Besaran Uang Kuliah Tunggal (UKT) IAIN Walisongo Semarang tahun2014/2015 Metode penentuan kelompok hanya berdasar pada data isian. Tu...
Besaran Uang Kuliah Tunggal (UKT) IAIN Walisongo Semarang tahun2014/2015 |
Metode penentuan kelompok hanya berdasar pada data isian.
Tujuan mulia UKT terancam sekedar menjadi impian.
Tak seperti hari-hari biasa, Senin
(27/1) Auditorium 1 IAIN Walisongo Semarang dipenuhi puluhan mahasiswa. Sebagian
di antaranya, terlihat lalu-lalang di luar gedung seakan menunggu kedatangan
seseorang. Beberapa waktu kemudian, tibalah beberapa pimpinan kampus untuk
menemui mereka. Salah satunya Wakil Rektor Bidang Administrasi Umum,
Perencanaan dan Keuangan, Ruswan.
Usut punya usut, pertemuan antara
mahasiswa angkatan 2013 dengan pimpinan IAIN itu digelar, dalam rangka audiensi
Uang Kuliah Tunggal (UKT) yang mulai resmi diberlakukan pada semester dua tahun
akademik 2013/2014.
Audiensi diadakan, pasca terjadi
demontrasi menentang pelaksanaan UKT. Meski berlangsung alot, disertai adu
argumentasi, audiensi berlangsung tertib hingga selesai. Walupun begitu, rona
kecewa tampak jelas di wajah beberapa mahasiswa.
UKT
merupakan sebagian biaya kuliah tunggal yang ditanggung setiap mahasiswa pada
setiap jurusan/program studi untuk program diploma dan sarjana. Wakil Rektor Bidang Administrasi Umum,
Perencanaan dan Keuangan Ruswan mengatakan, pada prinsipnya UKT bertujuan
memberi peluang sama kepada masyarakat agar bisa menikmati bangku kuliah. Caranya, dengan
menghitung seluruh biaya perkuliahan mahasiswa selama delapan semester. Total
biaya tersebut, yang akan dibayar mahasiswa di setiap awal.

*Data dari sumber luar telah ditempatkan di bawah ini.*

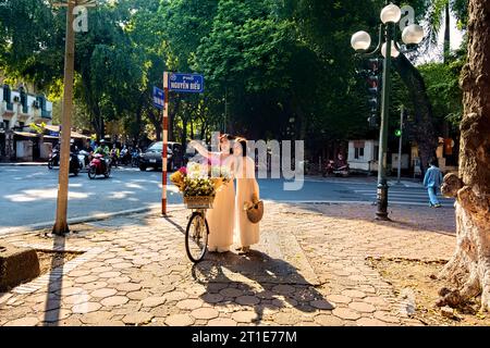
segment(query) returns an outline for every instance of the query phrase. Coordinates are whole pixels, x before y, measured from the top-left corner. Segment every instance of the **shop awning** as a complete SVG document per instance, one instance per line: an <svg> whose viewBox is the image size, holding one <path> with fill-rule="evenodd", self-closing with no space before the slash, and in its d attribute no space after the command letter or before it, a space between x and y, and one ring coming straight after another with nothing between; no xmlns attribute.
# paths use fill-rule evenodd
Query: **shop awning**
<svg viewBox="0 0 490 348"><path fill-rule="evenodd" d="M53 126L53 125L46 125L46 130L53 132L53 133L60 133L60 126ZM74 139L89 139L90 137L87 137L86 135L79 134L77 132L71 132L71 137ZM48 139L58 139L58 136L45 136L45 138Z"/></svg>

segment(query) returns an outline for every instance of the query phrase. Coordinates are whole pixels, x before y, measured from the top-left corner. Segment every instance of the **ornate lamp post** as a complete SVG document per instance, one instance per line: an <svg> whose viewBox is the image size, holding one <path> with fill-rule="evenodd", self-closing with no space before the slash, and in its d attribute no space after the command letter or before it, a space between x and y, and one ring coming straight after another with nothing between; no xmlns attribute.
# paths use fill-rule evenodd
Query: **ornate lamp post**
<svg viewBox="0 0 490 348"><path fill-rule="evenodd" d="M388 3L388 1L387 1ZM396 42L395 24L401 22L402 12L407 15L403 18L400 27L402 40L406 45L404 49ZM389 220L388 217L388 183L387 183L387 150L388 150L388 116L390 110L390 70L391 59L396 59L400 53L413 50L424 39L424 29L414 23L414 10L411 7L403 7L402 10L393 4L387 4L380 15L382 24L379 26L379 42L375 50L368 52L371 46L371 37L366 32L357 32L352 36L351 45L365 57L382 54L384 58L382 91L381 91L381 126L379 135L378 156L378 211L377 219ZM407 25L408 24L408 25Z"/></svg>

“Justru mahasiswa diuntungkan dengan
UKT,” jelasnya. Adanya penolakan dari sebagian mahasiswa, menurutnya lebih
disebabkan ketidaktahuan.
Hanya saja Dosen Fakultas Ilmu Tarbiyah
dan Keguruan itu menyayangkan, surat edaran pemberlakuan baru dikirim pada
pertengahan semester gasal. Keterlambatan itu, memengaruhi kesiapan kampus
dalam mengimplementasikan UKT.
Demi
BOPTN
Kepala Bagian Perencanaan
Priyono mengatakan, idealnya UKT diterapkan
pada
mahasiswa baru di awal semester. Namun. karena Surat Edaran Direktorat Jendral
Pendidikan Islam bernomor: Se/Dj.I/PP.009/54/2013 turun setelah pembayaran SPP,
mau tidak mau UKT baru bisa dilaksanakan pada semester dua tahun akademik
2013/2014.
“Siap tidak siap, ya
harus siap!”
tegasnya.
Ia berharap, mahasiswa menyambut baik, mengerti dan
paham arah sistem UKT. “Jika
tak dilaksanakan tahun ini, Bantuan Operasional Perguruan Tinggi Negeri (BOPTN)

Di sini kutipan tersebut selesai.